Юрий Николаевич, не задумываясь, ответил:
— Насколько я знаю, нынче такой фамилии нет.
— Дело в том, что в конце двадцатых годов, — сказал я, — я часто ходил на улицу Плеханова, восемь, и на двери одной из квартир видел табличку с фамилией «Витушешников». Рассказа вашего тогда еще не было, но фамилию я запомнил.
— Витушишников или Витушешников? — переспросил Тынянов. Видно, что мое сообщение его заинтриговало.
— Витушешников, — успокоил я Юрия Николаевича.
И надо же было случиться такому совпадению: через год или два Тынянов переехал с Греческого проспекта на улицу Плеханова, в тот самый дом № 8-10.
Сейчас там в первом этаже временно находится Лавка писателей, и на днях я не удержался — зашел в контору ЖЭКа спросить у паспортистки, не живет ли в доме некто Витушешников.
— Никаких Витушешниковых здесь не проживает. Так закончилась эта новелла.
Чем закончу свои воспоминания? В 1939 или в 1940 году я жил в Доме творчества в Пушкине, в маленькой комнате во втором этаже, куда вход был прямо с площадки. К концу пребывания я немножко прихворнул и был уложен в постель; лежу, читаю, вдруг слышу: по лестнице поднимается кто-то с палкой, медленно, трудно.
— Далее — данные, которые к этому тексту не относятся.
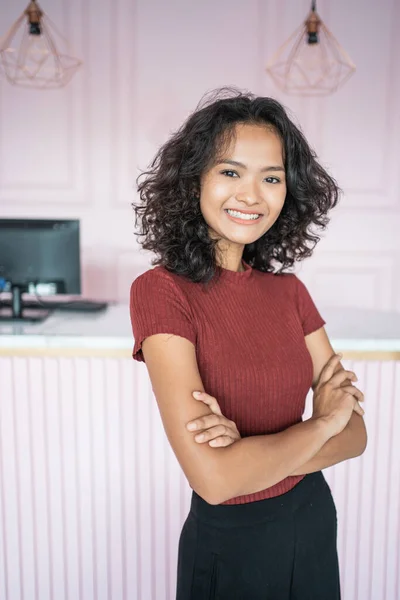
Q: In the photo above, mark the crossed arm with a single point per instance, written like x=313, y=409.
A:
x=349, y=443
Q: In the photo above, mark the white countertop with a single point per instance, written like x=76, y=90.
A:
x=349, y=329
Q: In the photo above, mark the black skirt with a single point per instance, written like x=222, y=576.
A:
x=281, y=548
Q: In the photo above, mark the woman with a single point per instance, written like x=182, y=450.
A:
x=231, y=194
Можно представить, как и был удивлен и даже испуган: это пришел навестить меня Юрий Николаевич. Он был уже болен, очень болен, ему было тяжело ходить, не то что взбираться на верхотурье... О чем же мы говорили в последнюю нашу встречу? Память не удержала всего, но помню, как раз в это время Театр имени Пушкина обратился к Юрию Николаевичу с просьбой написать пьесу на основе «Кюхли», и он размышлял вслух о сценических возможностях этой темы. Уже через много лет я услышал от Г. М. Козинцева, с каким увлечением молодой Тынянов работал для кинематографа. Для театра он не успел: болезнь, война, подвижническая работа над «Пушкиным».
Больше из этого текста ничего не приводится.